Ombudsman Kristie Hirschman says there were plenty of chances to save Sabrina Ray from abuse that included starvation.
“There was oversight of the Ray’s household through daycare licensing, foster care licensing, foster care workers in the home checking their foster children. And then there were a number of child abuse reports also,” Hirschman says.
Hirschman’s office also investigated the death of Natalie Finn, which was similar to Ray’s death. But she says state officials had trouble getting in to see Finn, while there were 11 child abuse reports against Ray’s adoptive parents Marc and Misty. Hirschman says those reports did not lead to help for Sabrina Ray for a variety of reasons.
“Lack of follow-through between units and communication issues. Lack of the training on identifying malnourishment — which is an issue we identified both the Natalie Finn investigation and the Sabrina Ray investigation,” according to Hirschman. “…another issue identified in both cases — is record retention.” Hirschman says the records in the case were destroyed as required to protect privacy, but that also prevent some of the follow up that was needed. Her office has recommended the rules be changed for record retention, and that DHS contract with health professionals for training on malnourishment.
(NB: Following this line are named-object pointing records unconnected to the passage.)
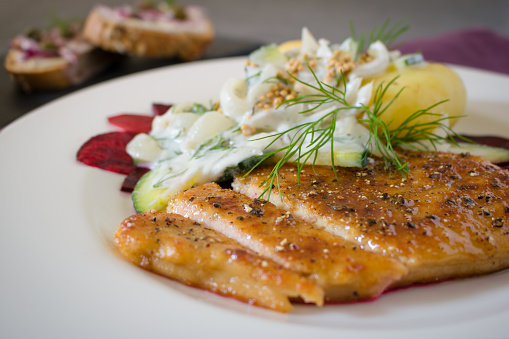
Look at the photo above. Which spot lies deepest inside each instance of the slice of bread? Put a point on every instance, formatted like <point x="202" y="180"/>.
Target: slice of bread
<point x="185" y="38"/>
<point x="54" y="58"/>
<point x="56" y="72"/>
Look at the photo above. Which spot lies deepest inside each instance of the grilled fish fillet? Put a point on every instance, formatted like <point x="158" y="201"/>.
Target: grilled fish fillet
<point x="337" y="265"/>
<point x="181" y="249"/>
<point x="449" y="218"/>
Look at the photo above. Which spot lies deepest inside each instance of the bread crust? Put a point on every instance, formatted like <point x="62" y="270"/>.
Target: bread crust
<point x="129" y="37"/>
<point x="54" y="73"/>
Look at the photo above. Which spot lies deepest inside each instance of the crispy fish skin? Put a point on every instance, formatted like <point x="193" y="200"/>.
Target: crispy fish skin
<point x="343" y="271"/>
<point x="448" y="219"/>
<point x="181" y="249"/>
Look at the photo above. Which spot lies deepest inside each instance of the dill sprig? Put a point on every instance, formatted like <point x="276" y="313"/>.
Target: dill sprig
<point x="306" y="139"/>
<point x="410" y="134"/>
<point x="386" y="34"/>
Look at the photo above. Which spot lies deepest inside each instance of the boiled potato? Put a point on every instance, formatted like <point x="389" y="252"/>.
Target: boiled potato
<point x="423" y="87"/>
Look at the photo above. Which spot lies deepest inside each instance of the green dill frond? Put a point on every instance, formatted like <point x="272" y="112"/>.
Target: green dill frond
<point x="387" y="34"/>
<point x="305" y="140"/>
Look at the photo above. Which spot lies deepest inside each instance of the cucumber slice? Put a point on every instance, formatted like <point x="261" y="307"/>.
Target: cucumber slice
<point x="345" y="155"/>
<point x="269" y="54"/>
<point x="146" y="197"/>
<point x="242" y="167"/>
<point x="408" y="60"/>
<point x="493" y="154"/>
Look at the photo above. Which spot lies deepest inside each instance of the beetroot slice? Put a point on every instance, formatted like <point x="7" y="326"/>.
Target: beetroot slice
<point x="132" y="122"/>
<point x="132" y="179"/>
<point x="107" y="152"/>
<point x="160" y="109"/>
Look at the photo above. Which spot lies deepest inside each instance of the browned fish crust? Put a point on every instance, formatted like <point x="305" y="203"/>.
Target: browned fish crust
<point x="449" y="218"/>
<point x="335" y="264"/>
<point x="181" y="249"/>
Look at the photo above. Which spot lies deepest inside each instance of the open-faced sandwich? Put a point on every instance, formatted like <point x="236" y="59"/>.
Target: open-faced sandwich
<point x="54" y="58"/>
<point x="348" y="180"/>
<point x="150" y="29"/>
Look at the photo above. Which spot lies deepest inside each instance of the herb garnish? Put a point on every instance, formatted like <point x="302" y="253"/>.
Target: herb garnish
<point x="307" y="138"/>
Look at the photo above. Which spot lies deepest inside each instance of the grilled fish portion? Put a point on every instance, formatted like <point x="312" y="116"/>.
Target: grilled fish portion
<point x="181" y="249"/>
<point x="449" y="218"/>
<point x="345" y="272"/>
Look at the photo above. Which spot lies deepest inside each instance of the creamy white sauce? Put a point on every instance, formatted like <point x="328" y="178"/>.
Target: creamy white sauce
<point x="188" y="149"/>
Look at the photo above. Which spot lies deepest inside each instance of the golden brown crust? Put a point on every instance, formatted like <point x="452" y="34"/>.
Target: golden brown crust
<point x="123" y="37"/>
<point x="344" y="272"/>
<point x="43" y="74"/>
<point x="183" y="250"/>
<point x="448" y="219"/>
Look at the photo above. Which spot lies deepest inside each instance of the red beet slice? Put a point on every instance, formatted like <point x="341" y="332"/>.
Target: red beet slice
<point x="132" y="122"/>
<point x="132" y="179"/>
<point x="107" y="152"/>
<point x="160" y="109"/>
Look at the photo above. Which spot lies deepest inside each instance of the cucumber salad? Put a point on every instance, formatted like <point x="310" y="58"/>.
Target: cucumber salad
<point x="260" y="116"/>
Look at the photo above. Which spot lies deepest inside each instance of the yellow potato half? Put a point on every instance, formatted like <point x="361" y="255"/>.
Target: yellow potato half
<point x="423" y="87"/>
<point x="290" y="45"/>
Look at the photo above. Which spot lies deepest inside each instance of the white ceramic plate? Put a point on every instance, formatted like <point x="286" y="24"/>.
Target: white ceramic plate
<point x="60" y="276"/>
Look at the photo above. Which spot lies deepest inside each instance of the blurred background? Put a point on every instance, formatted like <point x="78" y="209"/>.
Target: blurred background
<point x="280" y="20"/>
<point x="243" y="25"/>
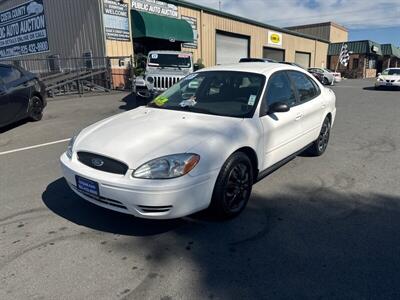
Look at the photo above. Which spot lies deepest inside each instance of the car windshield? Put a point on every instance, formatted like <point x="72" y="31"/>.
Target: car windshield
<point x="391" y="72"/>
<point x="223" y="93"/>
<point x="170" y="60"/>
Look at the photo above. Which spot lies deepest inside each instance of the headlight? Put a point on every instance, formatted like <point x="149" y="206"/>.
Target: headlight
<point x="167" y="167"/>
<point x="70" y="146"/>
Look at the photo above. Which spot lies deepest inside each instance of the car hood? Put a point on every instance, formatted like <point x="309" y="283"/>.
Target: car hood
<point x="167" y="71"/>
<point x="140" y="135"/>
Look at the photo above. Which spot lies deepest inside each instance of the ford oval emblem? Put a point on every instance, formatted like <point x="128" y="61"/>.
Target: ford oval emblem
<point x="97" y="162"/>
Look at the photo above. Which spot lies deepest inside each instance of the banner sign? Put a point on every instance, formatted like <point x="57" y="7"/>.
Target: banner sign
<point x="274" y="38"/>
<point x="193" y="23"/>
<point x="116" y="20"/>
<point x="156" y="7"/>
<point x="23" y="30"/>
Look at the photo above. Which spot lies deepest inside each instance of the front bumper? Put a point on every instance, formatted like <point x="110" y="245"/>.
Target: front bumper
<point x="152" y="199"/>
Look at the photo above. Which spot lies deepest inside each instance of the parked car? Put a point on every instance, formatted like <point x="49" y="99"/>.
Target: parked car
<point x="250" y="59"/>
<point x="203" y="143"/>
<point x="328" y="78"/>
<point x="389" y="78"/>
<point x="163" y="70"/>
<point x="22" y="95"/>
<point x="319" y="76"/>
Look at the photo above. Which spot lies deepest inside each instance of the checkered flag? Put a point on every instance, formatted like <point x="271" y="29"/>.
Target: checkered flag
<point x="344" y="56"/>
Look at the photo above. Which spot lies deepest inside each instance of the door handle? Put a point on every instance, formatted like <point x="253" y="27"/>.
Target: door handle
<point x="299" y="116"/>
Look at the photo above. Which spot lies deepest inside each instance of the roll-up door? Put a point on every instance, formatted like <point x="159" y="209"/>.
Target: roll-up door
<point x="230" y="49"/>
<point x="303" y="59"/>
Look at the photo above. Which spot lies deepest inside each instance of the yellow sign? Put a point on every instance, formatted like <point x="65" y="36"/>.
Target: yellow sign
<point x="274" y="38"/>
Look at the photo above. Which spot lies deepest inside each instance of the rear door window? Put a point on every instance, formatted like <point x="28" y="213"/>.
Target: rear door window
<point x="9" y="74"/>
<point x="306" y="87"/>
<point x="280" y="90"/>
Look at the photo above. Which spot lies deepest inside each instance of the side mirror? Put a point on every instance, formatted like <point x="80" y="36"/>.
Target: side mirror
<point x="278" y="107"/>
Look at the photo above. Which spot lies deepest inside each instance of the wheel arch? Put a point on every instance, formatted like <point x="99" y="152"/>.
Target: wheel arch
<point x="252" y="155"/>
Sabrina weighed just 56 pounds when she died. Hirschman says those who investigate these cases have a heavy caseload — but she says so many opportunities were missed. “I don’t envy the position of DHS workers making the decisions that they have to make. But, in this particular case when there was a pattern –we believe a significant pattern — and so many warning signs and so many missed opportunities — it was just significantly problematic,” Hirschman says.
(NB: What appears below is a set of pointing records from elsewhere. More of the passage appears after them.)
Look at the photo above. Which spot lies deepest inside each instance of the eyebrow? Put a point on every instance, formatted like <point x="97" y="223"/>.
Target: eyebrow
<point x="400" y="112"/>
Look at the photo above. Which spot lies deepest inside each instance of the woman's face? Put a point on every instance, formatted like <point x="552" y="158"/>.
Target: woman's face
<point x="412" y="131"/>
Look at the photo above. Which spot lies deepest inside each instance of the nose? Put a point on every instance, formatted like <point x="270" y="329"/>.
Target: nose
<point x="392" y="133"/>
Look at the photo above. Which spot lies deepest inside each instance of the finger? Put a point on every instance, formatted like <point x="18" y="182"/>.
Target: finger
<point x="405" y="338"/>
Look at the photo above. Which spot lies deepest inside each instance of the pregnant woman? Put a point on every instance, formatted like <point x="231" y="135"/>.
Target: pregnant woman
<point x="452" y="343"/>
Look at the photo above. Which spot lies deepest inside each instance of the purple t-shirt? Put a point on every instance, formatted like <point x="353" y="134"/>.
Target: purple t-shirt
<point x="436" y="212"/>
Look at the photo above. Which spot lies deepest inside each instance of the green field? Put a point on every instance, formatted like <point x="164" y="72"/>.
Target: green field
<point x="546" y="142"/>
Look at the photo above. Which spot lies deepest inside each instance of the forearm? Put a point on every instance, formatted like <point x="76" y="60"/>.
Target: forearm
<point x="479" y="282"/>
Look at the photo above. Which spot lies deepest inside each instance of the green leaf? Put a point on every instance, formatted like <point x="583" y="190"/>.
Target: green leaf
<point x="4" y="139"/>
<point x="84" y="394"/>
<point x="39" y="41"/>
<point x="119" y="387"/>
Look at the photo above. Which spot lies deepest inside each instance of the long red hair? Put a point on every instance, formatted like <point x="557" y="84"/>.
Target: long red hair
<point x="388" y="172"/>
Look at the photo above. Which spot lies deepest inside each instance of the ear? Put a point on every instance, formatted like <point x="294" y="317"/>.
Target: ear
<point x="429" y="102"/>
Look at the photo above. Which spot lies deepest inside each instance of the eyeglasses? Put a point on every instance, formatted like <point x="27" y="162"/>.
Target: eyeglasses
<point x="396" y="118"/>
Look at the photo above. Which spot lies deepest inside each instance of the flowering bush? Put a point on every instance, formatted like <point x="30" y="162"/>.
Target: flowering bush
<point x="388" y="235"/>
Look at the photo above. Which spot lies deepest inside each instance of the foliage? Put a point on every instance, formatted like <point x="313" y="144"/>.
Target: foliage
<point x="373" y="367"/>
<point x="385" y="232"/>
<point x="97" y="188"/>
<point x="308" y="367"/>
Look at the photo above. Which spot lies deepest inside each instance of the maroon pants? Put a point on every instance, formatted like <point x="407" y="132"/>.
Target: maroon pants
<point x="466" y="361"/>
She says one missed report on Ray and her siblings in particular sticks out. “In 2015 in a Walmart parking lot, a lady reported to DHS. She got the Ray’s license plate number and reported how emaciated these girls looked, and how thin they looked and how sick they looked,” Hirschman says. “To me, that was one that should have been acted on and malnourishment identified.”
Among the recommendations from the report is that a legislative committee formed in 2002 to review these deaths is actually used. Hirschman says the committee was created in 2002 and they suggest the legislature identify who they want to do the investigation and then provide adequate funding for them to operate. She says the committee was created after the death of Shelby Duis and had never met.
Hirschman says DHS director Kelly Garcia has reviewed and responded to the report. “Director Garcia wasn’t in charge when all of this happened. And she is taking our recommendations very seriously. She has accepted a majority of them,” Hirschman says, “and acknowledges I believe by accepting them that she agrees a change needs to be made and improvements need to be made.”
Misty Ray pleaded guilty to kidnapping charges and was sentenced to life in prison without the possibility of parole plus 20 years. Marc Ray pleaded guilty to child endangerment causing death and three counts of third-degree kidnapping and was sentenced to a total of 80 years in prison.